The castle was made famous by François-René de Chateaubriand, the renowned French writer and politician, whose family had acquired the property in 1761, and it is where he spent part of his childhood. From his descriptions of the castle, it has come to be considered "the birthplace of Romanticism". Chateaubriand wrote in his Memoirs from Beyond the Grave, "I became what I am in the woods of Combourg."

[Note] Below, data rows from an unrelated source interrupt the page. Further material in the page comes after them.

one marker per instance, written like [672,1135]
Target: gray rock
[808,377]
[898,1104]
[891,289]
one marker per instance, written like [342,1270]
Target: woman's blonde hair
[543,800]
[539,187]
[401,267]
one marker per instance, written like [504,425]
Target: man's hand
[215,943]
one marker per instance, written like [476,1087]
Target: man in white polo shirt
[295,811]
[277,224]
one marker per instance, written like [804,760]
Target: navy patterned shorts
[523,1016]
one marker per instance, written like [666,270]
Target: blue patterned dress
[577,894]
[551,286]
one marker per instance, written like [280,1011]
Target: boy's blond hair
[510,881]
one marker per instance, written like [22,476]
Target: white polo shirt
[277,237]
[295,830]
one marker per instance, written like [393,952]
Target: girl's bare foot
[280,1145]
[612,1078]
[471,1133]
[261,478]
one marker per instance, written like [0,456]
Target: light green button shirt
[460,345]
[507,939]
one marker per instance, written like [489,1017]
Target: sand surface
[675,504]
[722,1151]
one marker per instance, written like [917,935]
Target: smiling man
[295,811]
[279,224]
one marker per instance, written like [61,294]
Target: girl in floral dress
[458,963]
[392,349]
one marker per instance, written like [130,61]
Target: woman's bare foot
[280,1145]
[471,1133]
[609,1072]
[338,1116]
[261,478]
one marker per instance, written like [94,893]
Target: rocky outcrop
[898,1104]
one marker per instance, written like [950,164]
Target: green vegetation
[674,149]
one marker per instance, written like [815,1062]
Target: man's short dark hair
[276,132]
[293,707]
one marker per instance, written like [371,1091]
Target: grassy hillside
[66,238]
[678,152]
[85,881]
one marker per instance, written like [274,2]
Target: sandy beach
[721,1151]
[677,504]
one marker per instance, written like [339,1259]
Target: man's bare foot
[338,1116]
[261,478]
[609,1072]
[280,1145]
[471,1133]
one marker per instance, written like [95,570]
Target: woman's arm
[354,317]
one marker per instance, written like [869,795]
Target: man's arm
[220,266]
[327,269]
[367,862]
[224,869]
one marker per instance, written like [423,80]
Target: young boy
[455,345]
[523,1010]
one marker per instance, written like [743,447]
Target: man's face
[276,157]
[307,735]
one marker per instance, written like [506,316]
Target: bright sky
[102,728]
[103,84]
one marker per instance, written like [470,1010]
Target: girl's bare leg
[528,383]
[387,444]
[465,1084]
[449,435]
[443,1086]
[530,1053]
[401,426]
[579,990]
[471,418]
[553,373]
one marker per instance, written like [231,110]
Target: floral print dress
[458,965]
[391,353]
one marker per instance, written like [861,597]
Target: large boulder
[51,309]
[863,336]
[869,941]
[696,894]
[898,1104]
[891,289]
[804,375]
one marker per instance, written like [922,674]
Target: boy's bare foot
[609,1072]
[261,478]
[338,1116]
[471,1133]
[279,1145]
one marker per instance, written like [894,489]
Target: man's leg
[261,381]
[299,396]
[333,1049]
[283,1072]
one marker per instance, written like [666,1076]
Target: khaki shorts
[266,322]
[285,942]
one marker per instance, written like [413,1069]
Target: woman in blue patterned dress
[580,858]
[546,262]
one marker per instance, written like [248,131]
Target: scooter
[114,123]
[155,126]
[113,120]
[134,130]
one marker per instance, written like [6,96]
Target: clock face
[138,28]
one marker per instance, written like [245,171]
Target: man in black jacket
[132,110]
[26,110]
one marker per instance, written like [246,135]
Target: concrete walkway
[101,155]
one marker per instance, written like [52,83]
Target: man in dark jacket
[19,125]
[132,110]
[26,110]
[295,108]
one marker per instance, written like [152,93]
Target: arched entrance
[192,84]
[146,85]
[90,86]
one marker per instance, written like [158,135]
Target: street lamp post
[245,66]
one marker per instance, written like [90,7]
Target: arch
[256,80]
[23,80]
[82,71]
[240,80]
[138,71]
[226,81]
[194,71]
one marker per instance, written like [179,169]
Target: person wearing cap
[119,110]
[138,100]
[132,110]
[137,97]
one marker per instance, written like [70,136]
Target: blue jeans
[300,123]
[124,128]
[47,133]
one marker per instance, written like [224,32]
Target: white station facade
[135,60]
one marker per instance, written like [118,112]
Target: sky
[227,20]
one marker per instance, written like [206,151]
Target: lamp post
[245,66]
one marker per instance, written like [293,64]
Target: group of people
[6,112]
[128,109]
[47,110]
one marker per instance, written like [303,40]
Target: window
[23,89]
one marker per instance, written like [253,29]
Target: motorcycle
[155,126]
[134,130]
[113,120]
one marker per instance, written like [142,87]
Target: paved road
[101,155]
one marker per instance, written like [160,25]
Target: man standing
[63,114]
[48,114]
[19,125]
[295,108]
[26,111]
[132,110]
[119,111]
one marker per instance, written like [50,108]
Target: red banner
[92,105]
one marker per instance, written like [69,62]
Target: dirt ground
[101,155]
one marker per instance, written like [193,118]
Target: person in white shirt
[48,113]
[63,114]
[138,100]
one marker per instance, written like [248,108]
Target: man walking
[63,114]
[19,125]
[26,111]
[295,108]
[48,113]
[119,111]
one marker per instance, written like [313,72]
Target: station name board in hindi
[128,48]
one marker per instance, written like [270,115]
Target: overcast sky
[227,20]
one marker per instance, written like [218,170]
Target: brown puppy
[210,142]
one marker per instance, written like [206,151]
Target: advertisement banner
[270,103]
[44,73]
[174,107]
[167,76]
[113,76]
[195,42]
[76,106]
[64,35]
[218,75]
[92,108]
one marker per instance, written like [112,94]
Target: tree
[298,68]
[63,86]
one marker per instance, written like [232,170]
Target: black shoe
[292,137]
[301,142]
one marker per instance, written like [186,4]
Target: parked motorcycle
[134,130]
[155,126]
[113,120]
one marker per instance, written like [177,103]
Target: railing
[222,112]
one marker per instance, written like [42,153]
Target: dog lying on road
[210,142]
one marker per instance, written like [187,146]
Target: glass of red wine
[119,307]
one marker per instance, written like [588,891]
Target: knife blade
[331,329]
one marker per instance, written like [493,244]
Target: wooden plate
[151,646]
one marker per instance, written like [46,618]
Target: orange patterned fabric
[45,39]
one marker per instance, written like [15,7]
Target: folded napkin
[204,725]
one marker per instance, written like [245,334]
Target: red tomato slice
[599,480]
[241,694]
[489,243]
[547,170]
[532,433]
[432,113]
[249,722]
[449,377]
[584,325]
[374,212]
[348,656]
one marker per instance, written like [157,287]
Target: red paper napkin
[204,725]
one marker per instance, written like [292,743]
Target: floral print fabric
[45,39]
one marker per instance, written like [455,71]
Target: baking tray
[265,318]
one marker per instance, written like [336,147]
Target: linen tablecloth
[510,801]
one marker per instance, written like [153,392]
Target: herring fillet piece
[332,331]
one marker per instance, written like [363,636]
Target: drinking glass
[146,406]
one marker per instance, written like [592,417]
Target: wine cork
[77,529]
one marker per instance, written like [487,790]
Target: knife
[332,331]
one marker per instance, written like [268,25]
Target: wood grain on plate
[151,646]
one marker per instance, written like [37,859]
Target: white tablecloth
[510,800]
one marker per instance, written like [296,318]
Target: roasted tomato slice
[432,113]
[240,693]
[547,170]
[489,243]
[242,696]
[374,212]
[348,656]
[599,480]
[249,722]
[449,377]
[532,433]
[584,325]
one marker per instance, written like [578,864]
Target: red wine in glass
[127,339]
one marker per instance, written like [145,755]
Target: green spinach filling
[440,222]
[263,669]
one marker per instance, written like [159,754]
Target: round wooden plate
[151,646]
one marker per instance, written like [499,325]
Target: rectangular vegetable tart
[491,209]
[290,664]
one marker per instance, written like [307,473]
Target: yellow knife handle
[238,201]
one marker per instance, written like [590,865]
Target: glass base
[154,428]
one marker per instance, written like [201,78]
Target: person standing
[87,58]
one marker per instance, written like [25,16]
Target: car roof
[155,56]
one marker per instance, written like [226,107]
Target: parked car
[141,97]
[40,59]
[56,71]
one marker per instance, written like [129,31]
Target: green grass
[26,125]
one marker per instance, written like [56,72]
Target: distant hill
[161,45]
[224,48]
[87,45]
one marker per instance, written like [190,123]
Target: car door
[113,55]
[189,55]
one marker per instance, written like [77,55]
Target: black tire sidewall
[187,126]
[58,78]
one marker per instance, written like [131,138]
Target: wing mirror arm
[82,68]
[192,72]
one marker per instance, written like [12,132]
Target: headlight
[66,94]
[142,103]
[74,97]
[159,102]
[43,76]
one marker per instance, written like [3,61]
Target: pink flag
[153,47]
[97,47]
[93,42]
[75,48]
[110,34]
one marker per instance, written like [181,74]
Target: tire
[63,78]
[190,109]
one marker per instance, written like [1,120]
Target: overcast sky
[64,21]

In 1876, Count Geoffroy de Chateaubriand, grandson of François-René's eldest brother (Jean-Baptiste de Chateaubriand), undertook its restoration. The project was led by a prominent French architect, Eugène Viollet-le-Duc, whose other restorations included the cathedral of Notre Dame de Paris, the abbey of Mont Saint-Michel, the medieval city of Carcassonne, and the castles of Pierrefonds and Vincennes.

Privately owned, the castle is listed as a monument historique by the French Ministry of Culture.